NUS Graduate School for Integrative Sciences & Engineering, National University of Singapore, Singapore, Singapore.
Department of Biomedical Engineering, National University of Singapore, Singapore, Singapore.
Sci Data. 2019 Oct 8;6(1):194. doi: 10.1038/s41597-019-0207-2.
There are massive transcriptome profiles in the form of microarray. The challenge is that they are processed using diverse platforms and preprocessing tools, requiring considerable time and informatics expertise for cross-dataset analyses. If there exists a single, integrated data source, data-reuse can be facilitated for discovery, analysis, and validation of biomarker-based clinical strategy. Here, we present merged microarray-acquired datasets (MMDs) across 11 major cancer types, curating 8,386 patient-derived tumor and tumor-free samples from 95 GEO datasets. Using machine learning algorithms, we show that diagnostic models trained from MMDs can be directly applied to RNA-seq-acquired TCGA data with high classification accuracy. Machine learning optimized MMD further aids to reveal immune landscape across various carcinomas critically needed in disease management and clinical interventions. This unified data source may serve as an excellent training or test set to apply, develop, and refine machine learning algorithms that can be tapped to better define genomic landscape of human cancers.

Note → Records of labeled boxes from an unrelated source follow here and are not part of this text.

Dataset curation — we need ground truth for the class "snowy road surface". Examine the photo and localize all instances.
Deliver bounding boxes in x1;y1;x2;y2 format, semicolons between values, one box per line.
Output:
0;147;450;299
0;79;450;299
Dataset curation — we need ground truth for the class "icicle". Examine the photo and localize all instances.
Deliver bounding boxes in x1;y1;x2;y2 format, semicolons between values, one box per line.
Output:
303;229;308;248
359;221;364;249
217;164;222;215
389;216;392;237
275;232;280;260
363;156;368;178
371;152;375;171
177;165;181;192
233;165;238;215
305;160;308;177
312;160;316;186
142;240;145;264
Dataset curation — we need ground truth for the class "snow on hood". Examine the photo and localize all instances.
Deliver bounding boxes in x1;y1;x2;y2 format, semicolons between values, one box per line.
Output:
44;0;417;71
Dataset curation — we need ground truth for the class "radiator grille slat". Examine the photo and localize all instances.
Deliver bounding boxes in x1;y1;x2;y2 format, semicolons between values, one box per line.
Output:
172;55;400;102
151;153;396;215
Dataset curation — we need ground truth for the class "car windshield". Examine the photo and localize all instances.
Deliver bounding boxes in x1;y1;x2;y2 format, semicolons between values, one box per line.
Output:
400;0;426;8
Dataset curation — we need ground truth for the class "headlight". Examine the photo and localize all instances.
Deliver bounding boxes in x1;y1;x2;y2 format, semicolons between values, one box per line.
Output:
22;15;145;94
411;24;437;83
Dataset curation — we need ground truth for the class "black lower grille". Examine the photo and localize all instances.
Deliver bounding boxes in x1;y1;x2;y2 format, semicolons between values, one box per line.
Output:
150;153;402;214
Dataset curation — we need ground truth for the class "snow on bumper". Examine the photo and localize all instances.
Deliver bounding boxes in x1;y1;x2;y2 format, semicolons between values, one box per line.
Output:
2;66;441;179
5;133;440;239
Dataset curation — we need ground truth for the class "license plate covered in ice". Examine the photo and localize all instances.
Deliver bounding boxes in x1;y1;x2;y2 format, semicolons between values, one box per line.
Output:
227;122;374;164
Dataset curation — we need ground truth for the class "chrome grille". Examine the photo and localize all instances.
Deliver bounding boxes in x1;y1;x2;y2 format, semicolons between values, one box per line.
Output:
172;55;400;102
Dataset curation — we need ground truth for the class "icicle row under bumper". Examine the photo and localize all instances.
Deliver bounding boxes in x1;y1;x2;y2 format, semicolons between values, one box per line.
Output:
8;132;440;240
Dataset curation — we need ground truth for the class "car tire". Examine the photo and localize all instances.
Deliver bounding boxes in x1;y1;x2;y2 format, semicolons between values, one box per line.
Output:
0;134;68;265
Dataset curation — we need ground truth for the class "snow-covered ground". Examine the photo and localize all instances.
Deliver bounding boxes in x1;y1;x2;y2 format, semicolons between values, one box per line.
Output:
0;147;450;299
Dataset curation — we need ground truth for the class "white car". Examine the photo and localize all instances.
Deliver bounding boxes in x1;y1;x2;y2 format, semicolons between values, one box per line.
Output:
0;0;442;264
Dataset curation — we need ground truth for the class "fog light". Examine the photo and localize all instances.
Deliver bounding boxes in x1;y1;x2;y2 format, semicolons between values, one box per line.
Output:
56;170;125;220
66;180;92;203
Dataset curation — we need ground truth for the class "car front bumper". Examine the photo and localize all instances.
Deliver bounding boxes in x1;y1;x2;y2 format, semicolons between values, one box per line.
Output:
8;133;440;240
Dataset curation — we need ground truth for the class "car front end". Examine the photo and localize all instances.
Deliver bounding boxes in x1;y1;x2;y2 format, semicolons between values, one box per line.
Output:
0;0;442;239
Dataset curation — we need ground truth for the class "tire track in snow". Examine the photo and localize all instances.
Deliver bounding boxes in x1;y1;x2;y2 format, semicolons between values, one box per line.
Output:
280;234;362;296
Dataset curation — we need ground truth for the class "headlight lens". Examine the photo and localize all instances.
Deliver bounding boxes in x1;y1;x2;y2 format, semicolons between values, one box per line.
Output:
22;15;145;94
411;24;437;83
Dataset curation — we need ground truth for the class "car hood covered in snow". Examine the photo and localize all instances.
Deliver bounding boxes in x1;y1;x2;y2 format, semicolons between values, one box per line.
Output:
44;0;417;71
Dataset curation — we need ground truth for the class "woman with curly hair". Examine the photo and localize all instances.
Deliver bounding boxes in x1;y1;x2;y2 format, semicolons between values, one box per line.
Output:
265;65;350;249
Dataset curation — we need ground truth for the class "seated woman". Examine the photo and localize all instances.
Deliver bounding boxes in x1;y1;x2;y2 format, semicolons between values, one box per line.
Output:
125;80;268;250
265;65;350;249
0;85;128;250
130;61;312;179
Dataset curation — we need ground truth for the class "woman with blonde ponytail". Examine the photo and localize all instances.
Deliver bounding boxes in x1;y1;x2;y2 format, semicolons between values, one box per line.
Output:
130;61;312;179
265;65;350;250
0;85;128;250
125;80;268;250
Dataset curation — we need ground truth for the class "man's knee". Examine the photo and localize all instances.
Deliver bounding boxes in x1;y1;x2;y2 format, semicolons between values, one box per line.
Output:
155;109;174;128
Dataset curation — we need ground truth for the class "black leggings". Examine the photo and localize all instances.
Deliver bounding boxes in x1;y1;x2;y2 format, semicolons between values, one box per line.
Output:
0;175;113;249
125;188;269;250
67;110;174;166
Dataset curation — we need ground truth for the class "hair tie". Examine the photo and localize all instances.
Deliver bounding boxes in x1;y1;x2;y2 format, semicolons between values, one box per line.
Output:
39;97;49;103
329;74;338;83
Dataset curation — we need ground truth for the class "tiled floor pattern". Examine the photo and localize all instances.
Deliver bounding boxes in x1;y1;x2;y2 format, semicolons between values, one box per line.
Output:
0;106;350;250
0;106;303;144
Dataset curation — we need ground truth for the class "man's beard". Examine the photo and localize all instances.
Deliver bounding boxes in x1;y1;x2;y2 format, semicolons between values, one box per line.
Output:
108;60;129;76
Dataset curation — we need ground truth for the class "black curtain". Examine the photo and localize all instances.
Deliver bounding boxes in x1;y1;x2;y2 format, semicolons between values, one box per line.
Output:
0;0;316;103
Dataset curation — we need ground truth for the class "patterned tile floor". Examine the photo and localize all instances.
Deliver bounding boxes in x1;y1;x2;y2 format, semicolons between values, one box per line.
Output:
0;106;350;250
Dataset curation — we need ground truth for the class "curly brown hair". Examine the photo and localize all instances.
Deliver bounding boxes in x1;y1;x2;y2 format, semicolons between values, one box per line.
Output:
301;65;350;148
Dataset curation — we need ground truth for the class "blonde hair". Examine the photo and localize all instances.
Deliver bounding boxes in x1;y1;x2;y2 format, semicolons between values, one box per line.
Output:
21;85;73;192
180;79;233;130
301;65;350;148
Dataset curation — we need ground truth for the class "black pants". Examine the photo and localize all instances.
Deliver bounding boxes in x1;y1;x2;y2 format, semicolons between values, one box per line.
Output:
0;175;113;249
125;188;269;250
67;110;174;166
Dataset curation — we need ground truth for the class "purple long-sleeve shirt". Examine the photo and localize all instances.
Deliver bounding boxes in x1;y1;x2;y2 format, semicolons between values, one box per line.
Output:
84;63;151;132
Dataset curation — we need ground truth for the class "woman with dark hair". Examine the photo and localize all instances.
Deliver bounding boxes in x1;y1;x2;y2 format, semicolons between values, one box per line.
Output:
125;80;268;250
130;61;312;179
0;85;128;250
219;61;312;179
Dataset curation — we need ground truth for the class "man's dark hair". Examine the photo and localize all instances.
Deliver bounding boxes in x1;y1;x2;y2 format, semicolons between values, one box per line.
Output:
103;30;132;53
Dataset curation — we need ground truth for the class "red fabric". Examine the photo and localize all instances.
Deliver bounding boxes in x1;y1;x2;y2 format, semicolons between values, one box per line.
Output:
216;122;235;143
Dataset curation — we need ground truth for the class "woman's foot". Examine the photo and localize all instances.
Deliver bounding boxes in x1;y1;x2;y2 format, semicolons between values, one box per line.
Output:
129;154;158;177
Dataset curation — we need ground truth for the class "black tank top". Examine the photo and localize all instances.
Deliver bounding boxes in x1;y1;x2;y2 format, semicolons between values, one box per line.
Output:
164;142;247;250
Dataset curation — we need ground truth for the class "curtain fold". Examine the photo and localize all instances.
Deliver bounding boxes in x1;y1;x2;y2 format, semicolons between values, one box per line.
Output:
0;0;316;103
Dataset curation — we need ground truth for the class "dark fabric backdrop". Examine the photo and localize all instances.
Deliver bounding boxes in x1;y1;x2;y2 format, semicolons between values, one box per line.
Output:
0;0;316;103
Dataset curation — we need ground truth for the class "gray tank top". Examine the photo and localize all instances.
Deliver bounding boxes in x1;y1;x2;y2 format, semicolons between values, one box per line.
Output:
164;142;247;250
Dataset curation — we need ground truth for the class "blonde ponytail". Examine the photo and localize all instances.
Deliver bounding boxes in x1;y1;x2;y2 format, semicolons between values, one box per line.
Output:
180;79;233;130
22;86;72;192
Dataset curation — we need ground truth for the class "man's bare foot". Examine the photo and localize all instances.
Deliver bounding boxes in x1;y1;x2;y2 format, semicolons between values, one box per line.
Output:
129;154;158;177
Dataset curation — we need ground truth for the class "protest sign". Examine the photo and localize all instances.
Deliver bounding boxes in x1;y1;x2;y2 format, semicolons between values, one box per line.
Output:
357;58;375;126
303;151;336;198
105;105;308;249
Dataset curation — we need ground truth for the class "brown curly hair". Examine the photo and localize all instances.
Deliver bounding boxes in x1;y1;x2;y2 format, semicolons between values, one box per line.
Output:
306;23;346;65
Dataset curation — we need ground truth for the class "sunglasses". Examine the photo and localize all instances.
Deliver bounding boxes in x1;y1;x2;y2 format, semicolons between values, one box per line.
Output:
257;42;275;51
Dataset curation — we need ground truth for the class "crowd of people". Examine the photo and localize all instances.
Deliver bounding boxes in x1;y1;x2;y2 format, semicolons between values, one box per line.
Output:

存在大量以微阵列形式呈现的转录组谱。挑战在于,它们是使用不同的平台和预处理工具进行处理的,因此需要相当多的时间和信息学专业知识来进行跨数据集分析。如果存在一个单一的、集成的数据来源,那么就可以方便地进行数据再利用,以发现、分析和验证基于生物标志物的临床策略。在这里,我们展示了跨 11 种主要癌症类型的合并微阵列获得数据集 (MMD),整理了来自 95 个 GEO 数据集的 8386 个患者来源的肿瘤和无肿瘤样本。使用机器学习算法,我们表明,从 MMD 训练的诊断模型可以直接应用于 TCGA 数据的 RNA-seq 获得数据,具有很高的分类准确性。经过机器学习优化的 MMD 进一步有助于揭示各种癌症的免疫景观,这在疾病管理和临床干预中是至关重要的。这个统一的数据源可以作为一个极好的训练或测试集,用于应用、开发和完善机器学习算法,这些算法可以用来更好地定义人类癌症的基因组景观。